Robb Wilson, a vice president for the Berkeley, Calif., maker of e-mail marketing software, explained that the survey findings, based on a poll of 141 respondents, may reflect a trend toward adopting multiple e-mail addresses.

“It’s also potentially the effect of people getting tired of changing their e-mail addresses when they move or change ISPs,” he told the E-Commerce Times. “It gives them a free address that’s static.”

Yellow Flag Raised

Whatever the reason for increased use of Web mail, Wilson asserts that the trend should raise a yellow flag for online marketers.

“It should make them think a little bit more about the fact that they just can’t cater to Outlook when it comes to rendering [rich e-mail],” he said.

“As we’ve proven time and time again with customers, just because it works in Outlook doesn’t mean it’s going to render correctly in other e-mail clients,” he explained.

“What ultimately happens,” he continued, “is customers receive messages that are not legible or have table and alignment issues.”

The Unforgiving

That can have a dire impact on a marketer’s e-mail campaign. As Shar VanBoskirk, an analyst with Cambridge, Mass.-based Forrester Research pointed out to the E-Commerce Times, “Consumers are very aware of e-mails today that don’t look recognizable, and they’re not very willing to give marketers a second chance.”

Even if marketers create messages to be perfectly rendered in a particular Web client, the electronic epistle could still be messed up when it arrives in a target’s inbox because the graphics have been stripped from it by the system.

“Yahoo, for example, defaults to not showing graphics,” VanBoskirk explained. “The user has to go in and reset the settings so they view graphics.”

Mangled Metrics

In addition to fouling up the look of a message, image blocking can distort a marketer’s metrics for an e-mail campaign, Wilson averred.

That’s because the images for a message are located on remote servers. When a message is displayed, it accesses those servers to obtain the image. Some marketers use that access to measure whether or not the message has been opened by the recipient.

“Companies are seeing their open rates decline,” Wilson noted, “and in a lot of ways it’s declining at the rate that adoption of image-blocking is taking place.”

Bigger Fish to Fry

The trend toward greater use of Web mail clients shouldn’t surprise marketers, according to VanBoskirk.

“This idea of consumers leveraging more Web mail clients doesn’t introduce anything to the marketer that they shouldn’t have already been thinking about before,” she argued.

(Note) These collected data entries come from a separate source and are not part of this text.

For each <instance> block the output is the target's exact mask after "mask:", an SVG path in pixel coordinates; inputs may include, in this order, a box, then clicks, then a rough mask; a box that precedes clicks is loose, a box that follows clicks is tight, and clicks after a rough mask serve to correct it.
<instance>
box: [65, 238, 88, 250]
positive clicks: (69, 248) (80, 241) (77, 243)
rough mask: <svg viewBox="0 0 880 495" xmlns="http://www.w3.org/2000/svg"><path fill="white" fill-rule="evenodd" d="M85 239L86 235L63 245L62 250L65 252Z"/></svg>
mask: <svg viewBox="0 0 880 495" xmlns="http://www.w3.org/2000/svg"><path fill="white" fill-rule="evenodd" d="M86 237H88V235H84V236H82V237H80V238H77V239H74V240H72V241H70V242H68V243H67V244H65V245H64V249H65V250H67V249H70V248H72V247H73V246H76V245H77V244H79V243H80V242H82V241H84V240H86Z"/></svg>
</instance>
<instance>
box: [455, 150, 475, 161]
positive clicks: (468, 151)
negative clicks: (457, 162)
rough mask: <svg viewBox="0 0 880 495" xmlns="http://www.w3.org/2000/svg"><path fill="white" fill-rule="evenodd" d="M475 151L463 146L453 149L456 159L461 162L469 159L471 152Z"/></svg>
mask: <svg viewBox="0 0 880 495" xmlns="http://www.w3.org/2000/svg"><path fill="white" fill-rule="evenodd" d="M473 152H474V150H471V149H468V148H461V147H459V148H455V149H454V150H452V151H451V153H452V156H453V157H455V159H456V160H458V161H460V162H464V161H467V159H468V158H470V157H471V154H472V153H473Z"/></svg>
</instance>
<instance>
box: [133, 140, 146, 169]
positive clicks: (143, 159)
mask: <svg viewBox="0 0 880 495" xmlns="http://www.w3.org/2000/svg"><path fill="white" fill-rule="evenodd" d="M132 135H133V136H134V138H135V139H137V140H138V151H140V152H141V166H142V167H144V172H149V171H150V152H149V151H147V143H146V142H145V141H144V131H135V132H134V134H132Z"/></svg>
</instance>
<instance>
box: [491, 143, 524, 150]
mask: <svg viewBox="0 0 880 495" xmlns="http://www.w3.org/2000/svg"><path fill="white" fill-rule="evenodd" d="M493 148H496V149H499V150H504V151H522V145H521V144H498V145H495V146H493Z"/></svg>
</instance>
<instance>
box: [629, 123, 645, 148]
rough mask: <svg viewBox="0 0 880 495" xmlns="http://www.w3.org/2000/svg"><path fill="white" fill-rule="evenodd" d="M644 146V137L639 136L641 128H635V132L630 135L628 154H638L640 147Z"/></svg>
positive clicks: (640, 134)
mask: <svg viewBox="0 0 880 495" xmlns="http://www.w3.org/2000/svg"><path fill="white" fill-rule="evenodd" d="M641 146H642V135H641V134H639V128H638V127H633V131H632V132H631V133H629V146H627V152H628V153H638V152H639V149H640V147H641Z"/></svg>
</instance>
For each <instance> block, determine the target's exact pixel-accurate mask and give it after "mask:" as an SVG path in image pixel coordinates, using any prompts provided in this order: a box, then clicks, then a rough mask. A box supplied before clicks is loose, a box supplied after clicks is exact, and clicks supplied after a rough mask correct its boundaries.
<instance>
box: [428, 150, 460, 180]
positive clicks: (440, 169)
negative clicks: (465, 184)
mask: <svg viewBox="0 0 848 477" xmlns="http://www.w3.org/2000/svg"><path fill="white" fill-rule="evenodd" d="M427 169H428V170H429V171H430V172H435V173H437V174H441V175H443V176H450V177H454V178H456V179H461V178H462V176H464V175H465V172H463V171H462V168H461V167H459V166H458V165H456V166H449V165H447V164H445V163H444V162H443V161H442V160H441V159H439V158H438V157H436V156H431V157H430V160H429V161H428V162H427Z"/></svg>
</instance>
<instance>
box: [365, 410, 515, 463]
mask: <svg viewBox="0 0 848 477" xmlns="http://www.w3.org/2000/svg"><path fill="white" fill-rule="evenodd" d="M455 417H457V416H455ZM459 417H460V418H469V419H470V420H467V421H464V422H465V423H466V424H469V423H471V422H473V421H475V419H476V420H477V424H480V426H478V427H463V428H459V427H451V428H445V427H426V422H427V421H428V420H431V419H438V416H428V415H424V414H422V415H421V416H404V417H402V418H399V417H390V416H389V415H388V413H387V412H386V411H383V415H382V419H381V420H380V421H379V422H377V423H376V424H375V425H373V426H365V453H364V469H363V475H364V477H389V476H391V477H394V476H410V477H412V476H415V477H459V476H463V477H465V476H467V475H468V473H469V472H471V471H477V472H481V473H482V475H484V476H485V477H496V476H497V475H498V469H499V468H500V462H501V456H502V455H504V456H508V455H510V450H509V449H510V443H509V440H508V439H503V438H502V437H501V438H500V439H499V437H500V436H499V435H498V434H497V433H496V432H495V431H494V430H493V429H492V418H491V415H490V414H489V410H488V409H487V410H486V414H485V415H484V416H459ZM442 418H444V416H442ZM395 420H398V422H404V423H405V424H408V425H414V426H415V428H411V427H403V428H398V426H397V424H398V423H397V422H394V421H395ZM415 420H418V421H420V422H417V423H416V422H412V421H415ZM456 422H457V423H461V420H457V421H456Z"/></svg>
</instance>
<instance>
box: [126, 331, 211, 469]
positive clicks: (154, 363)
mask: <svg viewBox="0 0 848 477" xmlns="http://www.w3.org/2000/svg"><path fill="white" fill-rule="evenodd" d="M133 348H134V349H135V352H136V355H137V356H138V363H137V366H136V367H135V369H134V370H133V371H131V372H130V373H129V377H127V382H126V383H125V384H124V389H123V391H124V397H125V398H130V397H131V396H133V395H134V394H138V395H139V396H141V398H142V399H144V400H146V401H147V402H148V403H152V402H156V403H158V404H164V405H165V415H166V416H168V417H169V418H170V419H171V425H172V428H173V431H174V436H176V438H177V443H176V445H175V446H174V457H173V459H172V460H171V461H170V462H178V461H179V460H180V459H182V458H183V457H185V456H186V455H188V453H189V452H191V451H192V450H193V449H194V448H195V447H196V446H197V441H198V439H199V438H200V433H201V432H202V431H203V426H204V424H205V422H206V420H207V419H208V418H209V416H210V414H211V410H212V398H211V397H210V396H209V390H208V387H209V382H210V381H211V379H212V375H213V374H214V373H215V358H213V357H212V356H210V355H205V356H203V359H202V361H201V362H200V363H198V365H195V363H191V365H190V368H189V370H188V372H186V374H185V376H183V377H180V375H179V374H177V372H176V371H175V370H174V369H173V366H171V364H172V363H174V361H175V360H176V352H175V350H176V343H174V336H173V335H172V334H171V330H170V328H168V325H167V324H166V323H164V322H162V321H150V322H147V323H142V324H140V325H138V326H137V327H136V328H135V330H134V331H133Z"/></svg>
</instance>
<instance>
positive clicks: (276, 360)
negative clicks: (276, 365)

How their messages appear in Web clients should be less of a concern to marketers than whether their missives will make it into inboxes at all, she maintained.

Because of the volume of mail they receive, she explained, Web-based e-mail systems have to filter out a greater number of messages. “From an e-mail marketer’s perspective, you have to be more diligent with your effort to stay on top of spam filtering techniques used by web clients,” she said.

E-Mail Ineffective

But for some marketers, the problems Lyris is airing about Web mail are just another reason for deserting the medium entirely as a pitch tool.

“Web-based e-mail is just as bad as any e-mail,” Alan Elias, president and CEO of THINK360 Marketing Solutions in Austin, Texas, told the E-Commerce Times. “Using e-mail as any type of marketing tool is completely ineffective because of spam.”

However, marketers aren’t ready to buy into that condemnation of e-mail just yet, according to VanBoskirk.

“Marketers are wizening up to be more strategic about their use of e-mail,” she said.

Smarter Marketing

In the past, she explained, e-mail was so inexpensive that marketers felt they didn’t have to be smart about how they used it so they sent out high volumes of messages.

“Now sending out high volumes of messages flags you as a spammer,” she observed. “It also irritates your target customer. And it decreases your response.:

“So,” she continued, “e-mailers are tuning into the fact that they need to spend some money on analytics and do more relevant marketing so they’re not sending everybody the same universal message but different customer segments messages that are relevant to them.”